3. A client with chronic obstructive pulmonary disease (COPD) is struggling to breathe. What should the nurse do first?
- A. Increase the oxygen flow rate according to the prescription
- B. Encourage the client to perform pursed-lip breathing
- C. Prepare for emergency intubation
- D. Assess the client's oxygen saturation and breath sounds
Correct answer: D
Rationale: The correct first action for a nurse when a client with COPD is struggling to breathe is to assess the client's oxygen saturation and breath sounds. This initial assessment is crucial in determining the severity of the client's condition and the appropriate intervention. Increasing the oxygen flow rate without proper assessment can potentially be harmful, as COPD clients have a risk of retaining carbon dioxide. Encouraging pursed-lip breathing can be beneficial but should come after assessing the client's current status. Emergency intubation is a drastic measure and should only be considered after a comprehensive assessment indicates the need for it.

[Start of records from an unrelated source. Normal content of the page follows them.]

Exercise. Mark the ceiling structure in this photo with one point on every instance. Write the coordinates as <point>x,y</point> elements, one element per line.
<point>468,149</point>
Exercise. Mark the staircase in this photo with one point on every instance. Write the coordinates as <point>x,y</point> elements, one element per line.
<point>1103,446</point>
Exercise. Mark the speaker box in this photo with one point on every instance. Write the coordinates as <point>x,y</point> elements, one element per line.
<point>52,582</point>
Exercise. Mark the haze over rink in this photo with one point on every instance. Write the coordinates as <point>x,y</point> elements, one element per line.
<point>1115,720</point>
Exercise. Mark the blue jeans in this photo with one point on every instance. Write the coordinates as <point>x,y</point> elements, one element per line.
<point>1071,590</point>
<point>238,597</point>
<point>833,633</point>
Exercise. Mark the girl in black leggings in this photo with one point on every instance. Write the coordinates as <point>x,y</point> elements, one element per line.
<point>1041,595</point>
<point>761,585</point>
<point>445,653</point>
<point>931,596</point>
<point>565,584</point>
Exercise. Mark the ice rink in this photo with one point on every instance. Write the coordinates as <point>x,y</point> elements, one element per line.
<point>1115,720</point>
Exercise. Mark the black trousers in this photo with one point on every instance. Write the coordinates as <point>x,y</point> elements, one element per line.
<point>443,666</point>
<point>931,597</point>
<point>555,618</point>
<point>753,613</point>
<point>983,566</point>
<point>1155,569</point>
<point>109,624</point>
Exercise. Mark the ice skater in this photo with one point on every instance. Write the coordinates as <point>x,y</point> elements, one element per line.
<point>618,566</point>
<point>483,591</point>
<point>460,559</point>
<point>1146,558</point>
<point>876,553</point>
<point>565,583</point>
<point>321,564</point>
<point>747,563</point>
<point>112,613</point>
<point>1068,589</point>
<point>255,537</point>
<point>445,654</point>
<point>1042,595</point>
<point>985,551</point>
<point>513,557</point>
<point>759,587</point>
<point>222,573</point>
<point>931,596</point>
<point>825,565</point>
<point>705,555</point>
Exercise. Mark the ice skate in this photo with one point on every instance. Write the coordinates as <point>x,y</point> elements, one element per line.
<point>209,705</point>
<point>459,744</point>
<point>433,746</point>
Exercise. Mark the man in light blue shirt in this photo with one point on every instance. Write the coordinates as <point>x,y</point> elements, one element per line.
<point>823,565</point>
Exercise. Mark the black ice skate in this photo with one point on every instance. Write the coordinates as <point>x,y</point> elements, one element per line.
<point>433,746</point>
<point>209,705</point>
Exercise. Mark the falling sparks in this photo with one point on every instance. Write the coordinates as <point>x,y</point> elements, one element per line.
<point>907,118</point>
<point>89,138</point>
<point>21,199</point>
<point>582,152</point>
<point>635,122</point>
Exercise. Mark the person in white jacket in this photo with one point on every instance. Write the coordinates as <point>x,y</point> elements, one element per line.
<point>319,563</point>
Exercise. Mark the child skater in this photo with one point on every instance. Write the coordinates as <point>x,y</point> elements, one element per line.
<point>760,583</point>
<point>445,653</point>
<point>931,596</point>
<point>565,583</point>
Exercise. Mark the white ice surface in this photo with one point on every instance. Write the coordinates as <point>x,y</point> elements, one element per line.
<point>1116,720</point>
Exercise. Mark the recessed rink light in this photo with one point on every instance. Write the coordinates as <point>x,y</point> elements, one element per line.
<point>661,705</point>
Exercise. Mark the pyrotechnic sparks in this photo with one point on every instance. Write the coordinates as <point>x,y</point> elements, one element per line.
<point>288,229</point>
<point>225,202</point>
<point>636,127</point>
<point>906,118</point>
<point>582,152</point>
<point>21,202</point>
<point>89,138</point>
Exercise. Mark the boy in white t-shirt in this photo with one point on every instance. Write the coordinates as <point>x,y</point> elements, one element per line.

4. A client with a history of hypertension is prescribed hydrochlorothiazide (HCTZ). Which adverse effect should the nurse monitor for?
- A. Hyperkalemia
- B. Hyponatremia
- C. Bradycardia
- D. Hyperglycemia
Correct answer: B
Rationale: The correct answer is 'B. Hyponatremia.' Hydrochlorothiazide can lead to electrolyte imbalances, such as hyponatremia, due to its diuretic effect. This potential adverse effect should be closely monitored in patients taking HCTZ. Choice A, hyperkalemia, is less likely to occur with HCTZ as it tends to cause hypokalemia. Choice C, bradycardia, is not a common adverse effect of HCTZ. Choice D, hyperglycemia, is also less commonly associated with HCTZ use compared to hyponatremia.
5. The healthcare provider is caring for a client with a chest tube following a pneumothorax. Which assessment finding should be reported to the healthcare provider immediately?
- A. Continuous bubbling in the water seal chamber
- B. Absence of drainage in the collection chamber
- C. Tidaling in the water seal chamber
- D. Presence of subcutaneous emphysema around the insertion site
Correct answer: A
Rationale: Continuous bubbling in the water seal chamber should be reported to the healthcare provider immediately. This finding may indicate an air leak, which can compromise the effectiveness of the chest tube in re-expanding the lung. Absence of drainage in the collection chamber (choice B) may signify that the chest tube is blocked, but it does not pose an immediate threat to the client's condition. Tidaling in the water seal chamber (choice C) is an expected finding and indicates proper functioning of the chest tube system. Presence of subcutaneous emphysema around the insertion site (choice D) suggests air leakage but is not as urgent as continuous bubbling in the water seal chamber.